The following diagnostic propositions are applicable to cases presenting the symptom lateral hemianopsia:
“1. Lateral hemianopsia always indicates an intracranial lesion on the opposite side from the dark half-fields.
“2. Lateral hemianopsia, with pupillary immobility, optic neuritis, or atrophy, especially if joined with symptoms of basal disease, is due to lesion of the tractus opticus or of the primary optic centres on one side.
“3. Lateral hemianopsia, or sector-like defects of the same geometric order, with hemianæsthesia and choreiform or ataxic movements of one-half of the body without marked hemiplegia, is probably due to lesion of the caudo-lateral part of the thalamus or of the caudal division of the internal capsule (vide Fig. 7).
“4. Lateral hemianopsia, with complete hemiplegia (spastic after a few weeks) and hemianæsthesia, is probably caused by an extensive lesion of the internal capsule in its central and caudal part.
“5. Lateral hemianopsia, with typical hemiplegia (spastic after a few weeks), with aphasia if the right side be paralyzed, and with little or no anæsthesia, is quite certainly due to an extensive superficial lesion in the area supplied by the middle cerebral artery; we should expect to find softening of the speech-centre, of the motor zone and of the gyri lying at the extremity of the fissure of Sylvius—viz. the gyrus supramarginalis, inferior parietal lobule, and gyrus angularis. Embolism or thrombosis of the middle cerebral artery would be the most likely pathological cause of the softening.
“6. Lateral hemianopsia, with moderate loss of power in one-half of the body if associated with impairment of muscular sense, but without ordinary anæsthesia, would probably be due to a lesion of the inferior parietal lobule and gyrus angularis, with their subjacent white substance, penetrating deeply enough to sever or compress the optic fasciculus in its way caudad to the visual centre.
“7. Lateral hemianopsia, without motor or common sensory symptoms; this symptom alone, is due, we believe from the convincing evidence afforded by Cases 28, 29, 41, and 45, to lesions of the cuneus only, or of it and of the gray matter immediately surrounding it on the mesal surface of the occipital lobe in the hemisphere opposite the dark half-fields.

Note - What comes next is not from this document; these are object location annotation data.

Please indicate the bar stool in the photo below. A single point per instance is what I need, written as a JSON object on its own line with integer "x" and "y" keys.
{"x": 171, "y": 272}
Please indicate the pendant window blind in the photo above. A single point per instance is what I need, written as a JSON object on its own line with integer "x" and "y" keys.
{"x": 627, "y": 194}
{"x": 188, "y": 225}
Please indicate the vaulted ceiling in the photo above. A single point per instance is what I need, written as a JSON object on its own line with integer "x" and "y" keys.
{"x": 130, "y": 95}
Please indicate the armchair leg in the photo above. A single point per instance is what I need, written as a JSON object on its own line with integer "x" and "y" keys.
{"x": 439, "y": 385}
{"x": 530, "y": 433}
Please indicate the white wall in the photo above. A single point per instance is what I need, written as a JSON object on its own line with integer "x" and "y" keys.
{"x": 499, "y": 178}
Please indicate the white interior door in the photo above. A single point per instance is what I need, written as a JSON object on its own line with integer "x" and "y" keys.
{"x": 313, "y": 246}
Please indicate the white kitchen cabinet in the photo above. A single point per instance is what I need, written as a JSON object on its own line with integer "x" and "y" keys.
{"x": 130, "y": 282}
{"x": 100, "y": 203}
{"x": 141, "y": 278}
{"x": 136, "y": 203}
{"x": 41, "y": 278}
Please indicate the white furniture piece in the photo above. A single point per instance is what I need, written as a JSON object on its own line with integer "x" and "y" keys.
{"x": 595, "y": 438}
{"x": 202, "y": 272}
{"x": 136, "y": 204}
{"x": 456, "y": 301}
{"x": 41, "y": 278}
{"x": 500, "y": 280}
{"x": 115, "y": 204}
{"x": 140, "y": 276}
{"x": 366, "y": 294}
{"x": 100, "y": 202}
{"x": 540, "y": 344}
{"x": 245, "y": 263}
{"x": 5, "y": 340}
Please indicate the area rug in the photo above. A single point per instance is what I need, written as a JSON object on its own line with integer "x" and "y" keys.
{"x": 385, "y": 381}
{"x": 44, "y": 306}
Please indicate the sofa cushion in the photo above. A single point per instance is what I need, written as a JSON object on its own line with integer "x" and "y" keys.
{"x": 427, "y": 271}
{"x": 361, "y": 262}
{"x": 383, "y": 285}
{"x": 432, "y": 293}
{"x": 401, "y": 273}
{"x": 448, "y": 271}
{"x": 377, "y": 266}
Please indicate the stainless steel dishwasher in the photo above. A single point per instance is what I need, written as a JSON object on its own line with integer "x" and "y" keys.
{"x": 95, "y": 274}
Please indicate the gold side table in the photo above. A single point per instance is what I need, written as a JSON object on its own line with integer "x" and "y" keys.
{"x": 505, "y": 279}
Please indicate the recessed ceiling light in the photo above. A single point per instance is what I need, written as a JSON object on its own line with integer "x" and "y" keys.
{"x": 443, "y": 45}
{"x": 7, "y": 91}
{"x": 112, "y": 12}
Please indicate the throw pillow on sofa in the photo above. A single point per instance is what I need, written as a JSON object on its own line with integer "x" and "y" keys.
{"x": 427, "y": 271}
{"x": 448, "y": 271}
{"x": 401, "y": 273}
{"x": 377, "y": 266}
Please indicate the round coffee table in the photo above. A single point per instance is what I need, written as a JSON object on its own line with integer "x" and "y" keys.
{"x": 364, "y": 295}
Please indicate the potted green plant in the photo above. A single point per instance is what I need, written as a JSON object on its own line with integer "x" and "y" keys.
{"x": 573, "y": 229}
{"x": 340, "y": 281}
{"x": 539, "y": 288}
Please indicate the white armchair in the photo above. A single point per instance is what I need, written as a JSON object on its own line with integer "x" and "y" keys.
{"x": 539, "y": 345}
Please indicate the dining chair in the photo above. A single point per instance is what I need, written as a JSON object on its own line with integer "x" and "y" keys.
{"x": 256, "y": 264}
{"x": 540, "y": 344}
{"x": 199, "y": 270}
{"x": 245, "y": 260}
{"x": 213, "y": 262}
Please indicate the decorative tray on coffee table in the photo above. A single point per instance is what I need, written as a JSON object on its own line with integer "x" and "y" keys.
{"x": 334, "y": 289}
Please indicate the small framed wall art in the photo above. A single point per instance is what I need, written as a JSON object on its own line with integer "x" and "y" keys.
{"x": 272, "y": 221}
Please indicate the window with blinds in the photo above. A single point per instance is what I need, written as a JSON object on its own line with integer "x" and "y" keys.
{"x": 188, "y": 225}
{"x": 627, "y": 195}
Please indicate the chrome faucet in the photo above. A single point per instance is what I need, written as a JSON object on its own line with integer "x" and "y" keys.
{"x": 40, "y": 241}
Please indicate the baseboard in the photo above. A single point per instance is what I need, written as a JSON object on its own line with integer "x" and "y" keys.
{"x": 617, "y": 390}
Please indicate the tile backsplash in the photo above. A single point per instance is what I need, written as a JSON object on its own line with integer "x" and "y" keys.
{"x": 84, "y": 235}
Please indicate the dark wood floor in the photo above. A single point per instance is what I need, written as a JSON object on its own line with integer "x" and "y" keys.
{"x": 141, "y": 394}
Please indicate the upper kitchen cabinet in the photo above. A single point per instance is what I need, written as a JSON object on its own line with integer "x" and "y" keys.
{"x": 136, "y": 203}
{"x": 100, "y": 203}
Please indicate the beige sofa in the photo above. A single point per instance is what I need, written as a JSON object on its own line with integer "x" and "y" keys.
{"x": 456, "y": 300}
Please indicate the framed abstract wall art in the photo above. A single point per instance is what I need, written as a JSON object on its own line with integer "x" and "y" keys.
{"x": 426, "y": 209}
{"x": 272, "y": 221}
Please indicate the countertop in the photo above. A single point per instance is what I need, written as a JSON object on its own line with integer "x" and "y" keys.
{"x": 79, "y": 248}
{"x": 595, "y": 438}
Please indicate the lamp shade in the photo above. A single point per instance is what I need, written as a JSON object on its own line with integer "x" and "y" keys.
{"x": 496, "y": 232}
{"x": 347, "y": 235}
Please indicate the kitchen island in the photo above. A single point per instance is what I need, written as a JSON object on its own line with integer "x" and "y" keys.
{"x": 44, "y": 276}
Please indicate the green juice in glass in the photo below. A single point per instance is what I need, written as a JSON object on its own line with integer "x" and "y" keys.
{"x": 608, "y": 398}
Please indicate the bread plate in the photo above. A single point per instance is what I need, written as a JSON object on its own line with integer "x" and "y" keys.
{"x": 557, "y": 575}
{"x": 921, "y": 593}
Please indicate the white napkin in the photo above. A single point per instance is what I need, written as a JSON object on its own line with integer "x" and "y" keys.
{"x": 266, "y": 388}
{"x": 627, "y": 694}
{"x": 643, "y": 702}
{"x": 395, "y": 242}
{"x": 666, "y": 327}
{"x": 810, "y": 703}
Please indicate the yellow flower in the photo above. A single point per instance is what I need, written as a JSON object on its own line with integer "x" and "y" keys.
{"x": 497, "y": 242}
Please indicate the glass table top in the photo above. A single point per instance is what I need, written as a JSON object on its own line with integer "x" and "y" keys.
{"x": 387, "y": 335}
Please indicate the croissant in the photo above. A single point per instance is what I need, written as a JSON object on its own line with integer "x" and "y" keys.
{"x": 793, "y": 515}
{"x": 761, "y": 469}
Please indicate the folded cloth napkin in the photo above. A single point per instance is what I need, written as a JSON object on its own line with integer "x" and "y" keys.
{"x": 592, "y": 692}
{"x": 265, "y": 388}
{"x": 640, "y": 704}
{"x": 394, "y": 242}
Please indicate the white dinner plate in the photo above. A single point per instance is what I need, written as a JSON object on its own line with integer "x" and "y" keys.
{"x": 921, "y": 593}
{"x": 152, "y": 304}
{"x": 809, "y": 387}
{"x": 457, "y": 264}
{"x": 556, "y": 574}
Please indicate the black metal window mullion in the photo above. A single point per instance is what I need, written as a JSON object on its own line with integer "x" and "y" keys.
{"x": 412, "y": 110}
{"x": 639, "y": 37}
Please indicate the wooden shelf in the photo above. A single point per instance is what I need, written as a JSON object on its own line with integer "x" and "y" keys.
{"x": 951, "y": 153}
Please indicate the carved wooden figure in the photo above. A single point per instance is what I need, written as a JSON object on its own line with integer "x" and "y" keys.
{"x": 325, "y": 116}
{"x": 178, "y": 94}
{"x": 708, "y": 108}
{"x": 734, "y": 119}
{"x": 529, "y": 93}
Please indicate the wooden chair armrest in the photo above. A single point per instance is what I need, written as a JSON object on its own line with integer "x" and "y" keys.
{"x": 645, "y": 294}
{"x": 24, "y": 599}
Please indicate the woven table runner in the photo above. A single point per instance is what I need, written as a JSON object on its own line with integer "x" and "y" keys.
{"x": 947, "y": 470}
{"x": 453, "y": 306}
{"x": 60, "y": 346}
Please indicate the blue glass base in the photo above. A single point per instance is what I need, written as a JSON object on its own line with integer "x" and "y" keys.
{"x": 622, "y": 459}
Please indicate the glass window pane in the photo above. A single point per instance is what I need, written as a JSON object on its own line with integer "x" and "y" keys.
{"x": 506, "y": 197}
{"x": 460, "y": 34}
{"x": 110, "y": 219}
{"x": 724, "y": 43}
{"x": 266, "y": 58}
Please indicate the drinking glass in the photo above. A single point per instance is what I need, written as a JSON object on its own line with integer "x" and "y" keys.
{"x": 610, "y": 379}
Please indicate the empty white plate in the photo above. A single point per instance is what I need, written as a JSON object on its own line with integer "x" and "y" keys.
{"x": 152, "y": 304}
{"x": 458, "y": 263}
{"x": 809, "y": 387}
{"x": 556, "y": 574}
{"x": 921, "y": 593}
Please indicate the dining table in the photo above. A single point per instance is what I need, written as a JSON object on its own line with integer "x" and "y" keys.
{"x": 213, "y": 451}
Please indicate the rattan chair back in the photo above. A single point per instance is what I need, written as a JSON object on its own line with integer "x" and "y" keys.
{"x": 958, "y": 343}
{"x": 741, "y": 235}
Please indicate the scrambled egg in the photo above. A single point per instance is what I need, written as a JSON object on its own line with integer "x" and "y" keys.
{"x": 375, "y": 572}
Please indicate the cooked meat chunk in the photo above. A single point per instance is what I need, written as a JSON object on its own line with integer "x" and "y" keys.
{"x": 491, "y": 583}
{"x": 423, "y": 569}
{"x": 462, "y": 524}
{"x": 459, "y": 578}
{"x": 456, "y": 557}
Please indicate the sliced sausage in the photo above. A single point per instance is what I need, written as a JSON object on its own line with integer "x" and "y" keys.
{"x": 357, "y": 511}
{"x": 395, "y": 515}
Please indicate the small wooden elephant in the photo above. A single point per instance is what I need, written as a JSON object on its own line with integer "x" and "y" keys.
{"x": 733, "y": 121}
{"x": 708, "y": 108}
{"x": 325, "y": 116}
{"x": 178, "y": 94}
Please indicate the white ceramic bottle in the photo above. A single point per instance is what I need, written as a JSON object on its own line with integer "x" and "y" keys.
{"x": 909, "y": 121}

Most surgical cases of lateral hemianopsia come at once or after convalescence within this rule, or No. 6.”11
11 Seguin, op. cit.
The cortical visual area, as above defined, is supplied by one large vessel—viz. the occipital artery, a branch of the posterior cerebral. Embolism or thrombosis of the former vessel is to be thought of as the probable cause of a suddenly-developed lateral hemianopsia without paralysis or anæsthesia.